In order to run a pipeline from my local machine, I do:
from google.cloud import aiplatform
aiplatform.init(project="my-project")
job = aiplatform.PipelineJob(
display_name="display-name",
template_path="pipeline.yaml",
pipeline_root="gs://my-bucket"
)
This works, except access is limited to the project specified, even though my local credentials have access to multiple projects. And the pipeline requires access to multiple projects. How to grant the pipeline access to these multiple projects?

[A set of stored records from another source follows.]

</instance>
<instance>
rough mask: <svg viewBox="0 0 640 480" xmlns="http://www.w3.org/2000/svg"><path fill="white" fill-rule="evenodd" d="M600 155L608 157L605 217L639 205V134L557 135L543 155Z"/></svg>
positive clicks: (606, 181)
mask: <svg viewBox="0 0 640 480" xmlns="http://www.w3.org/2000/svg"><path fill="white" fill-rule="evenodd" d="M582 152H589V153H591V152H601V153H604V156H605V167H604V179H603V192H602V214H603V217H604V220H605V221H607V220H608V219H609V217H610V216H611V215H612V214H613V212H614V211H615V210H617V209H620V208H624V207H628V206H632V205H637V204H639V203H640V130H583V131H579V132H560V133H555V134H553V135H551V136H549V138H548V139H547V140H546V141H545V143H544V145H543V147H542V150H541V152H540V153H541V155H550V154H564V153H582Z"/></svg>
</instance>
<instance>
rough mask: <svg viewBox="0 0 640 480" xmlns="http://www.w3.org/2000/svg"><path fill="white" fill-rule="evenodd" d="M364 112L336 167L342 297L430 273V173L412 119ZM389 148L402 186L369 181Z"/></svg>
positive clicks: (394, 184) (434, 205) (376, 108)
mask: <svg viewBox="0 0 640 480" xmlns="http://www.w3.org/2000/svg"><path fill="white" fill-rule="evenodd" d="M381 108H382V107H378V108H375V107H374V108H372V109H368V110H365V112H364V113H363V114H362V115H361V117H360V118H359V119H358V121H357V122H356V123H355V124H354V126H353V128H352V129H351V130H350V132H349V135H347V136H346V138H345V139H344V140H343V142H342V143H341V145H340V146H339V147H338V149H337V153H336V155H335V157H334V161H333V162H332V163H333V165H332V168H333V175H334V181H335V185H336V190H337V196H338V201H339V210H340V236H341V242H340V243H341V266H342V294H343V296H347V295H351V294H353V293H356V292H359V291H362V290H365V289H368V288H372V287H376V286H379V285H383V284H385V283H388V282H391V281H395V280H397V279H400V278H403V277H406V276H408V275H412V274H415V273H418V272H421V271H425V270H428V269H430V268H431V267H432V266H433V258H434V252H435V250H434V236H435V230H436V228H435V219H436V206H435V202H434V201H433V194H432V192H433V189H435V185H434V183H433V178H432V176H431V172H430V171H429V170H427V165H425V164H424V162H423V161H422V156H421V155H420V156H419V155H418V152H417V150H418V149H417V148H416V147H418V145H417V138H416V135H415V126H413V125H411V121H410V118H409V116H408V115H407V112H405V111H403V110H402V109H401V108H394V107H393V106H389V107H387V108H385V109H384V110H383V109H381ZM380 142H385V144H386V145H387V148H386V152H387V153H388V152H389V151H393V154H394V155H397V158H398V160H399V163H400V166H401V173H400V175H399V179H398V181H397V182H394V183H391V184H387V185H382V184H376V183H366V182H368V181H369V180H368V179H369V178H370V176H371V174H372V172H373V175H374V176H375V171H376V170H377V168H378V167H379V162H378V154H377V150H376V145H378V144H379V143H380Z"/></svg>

I tried omitting the project argument in aiplatform.init(), but of course then it takes the default project from my environment (still 1 singular project).
Assuming you want your Vertex AI pipeline in Project_A access resources (GCS bucket, model repositories) from another GCP project_B, you should consider configuring a service account with granular permission. In short, here are the steps.
In project_A where the pipeline runs, create a service account and grant it roles/aiplatform.user permission.
Grant the service account appropriate permissions in other projects (Project_B). For example:
gcloud projects add-iam-policy-binding PROJECT_A_ID \
--member="serviceAccount:SERVICE_ACCOUNT_ID@PROJECT_A_ID.iam.gserviceaccount.com" \
--role="ROLE_NAME"
Pass the Service account credential to the Pipeline job. There are multiple ways of using the Service account depending on how you organize your Vertex AI pipeline and jobs. Following you example, you can run the code as:
job = aiplatform.PipelineJob(
display_name="display-name",
template_path="pipeline.yaml",
pipeline_root="gs://my-bucket"
)
job.submit(service_account="custom_sa@[your_project_id].iam.gserviceaccount.com")
This notebook example shows another approach of invoking with custom service account.